The interaction index average for unengaged users is still fairly high though.
Defining Engaged Users
Now that we’ve looked at various user behaviours that tell us a little bit about engagement, let’s define our ultimate engagement goal as bringing users back and interacting with Activity Stream at least once per week.
We’ll call a user “engaged” if they’ve interacted with Activity Stream at least once per week over the past 3 weeks and we’ll look at the ratio of engaged vs. unengaged over the past 8 weeks in the graph below.
NOTES:
- This is cool! It seems we’ve been keeping a (roughly) steady number of engaged users over the weeks, but our drop in overall users is mostly comning from the engaged users.
Classifying Engaged Users
We’ve defined user behaviours and labels for engaged vs. unengaged. With this we have enough information to design a classifier. But let’s talk about the motivation first.
Motivation for an Engagement Classifier
In theory, if we can predict whether a user will be engaged given their behaviour, we can try to probe certain behaviours for them to become more engaged.

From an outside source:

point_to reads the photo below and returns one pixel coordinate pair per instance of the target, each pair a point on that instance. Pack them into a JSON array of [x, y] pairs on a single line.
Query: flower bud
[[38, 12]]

For example, if we find that users who return at least 3 times a week also return every week then we can put more effort into making users interact more times per week, such as having fresh, frequent, relevant recommendations.
On the other hand, if no such relationship exists, the motivation to make users interact more times per week is lower.
So let’s take a look at some basic classifier performance in Table 3:
Table 3. Classifier Performance
Classification Method | Precision | Recall | |
---|---|---|---|
Engaged | Logistic Regression | 0.0935817202736 | 0.996899224806 |
Unengaged | Logistic Regression | 0.999413833529 | 0.353807843951 |
Engaged | SVM | 0.185929648241 | 0.458914728682 |
Unengaged | SVM | 0.959843516281 | 0.865532268105 |
Engaged | Decision Tree | 0.249037227214 | 0.902325581395 |
Unengaged | Decision Tree | 0.992071482507 | 0.817908279726 |
Engaged | Random Forest | 0.274735830932 | 0.886821705426 |
Unengaged | Random Forest | 0.991098646507 | 0.843328491388 |
Cool! Our best performing classifier is, unsurprisingly, the Random Forest. It performs reasonably well given these metrics except for engaged user prediction. This means that while 88% of the engaged validation set is is correctly classified, only 27% of the users classified as engaged were indeed engaged. The rest were unengaged.
This doesn’t sound very good, but generally there is a tradeoff between precision and recall and if precision were more important for us we could take a hit on recall and increase precision.
For the purpose of this trial though, we are just trying to see if it’s even possible to get reasonable classification results, but we haven’t thoroughly desgined a solid classifier yet. And indeed it does seem possible!
Conclusions
There are many observations and conclusions that can be drawn from this analysis. The three most important outcomes are:
-
Getting a better understanding of our user behaviour
-
Seeing that our defintion of engaged users returning for several consecutive weeks is reasonable (though it could be improved).
-
Seeing that there is a strong distinction between engaged and unengaged users
Next Steps
-
Improving our definition of “engaged”. Perhaps one of the reasons engaged precision is low is that our definition for engagement is not quite right. Users might be “engaged” visually which shows up as a longer session duration, high loyalty and high recency but not as much of an interaction rate. The unengaged users also seem to have a fairly high interaction index average (almost 20%!) This idea is worth exploring further.
-
Cluster users into various types by behaviour. As we saw, some users open many new tabs for a short time but don’t interact, some interacted a lot and then stopped, some interact very regularly. Understanding our user types can help us make a better experience for those who seem to lose interest.
-
Improving our classification accuracy. There is a lot that can be done here. Getting or generating more training data, adding more features (e.g. history size, number of bookmarks, user’s OS, etc), tuning hyperparameters, experimenting with various ensemble methods, and so on.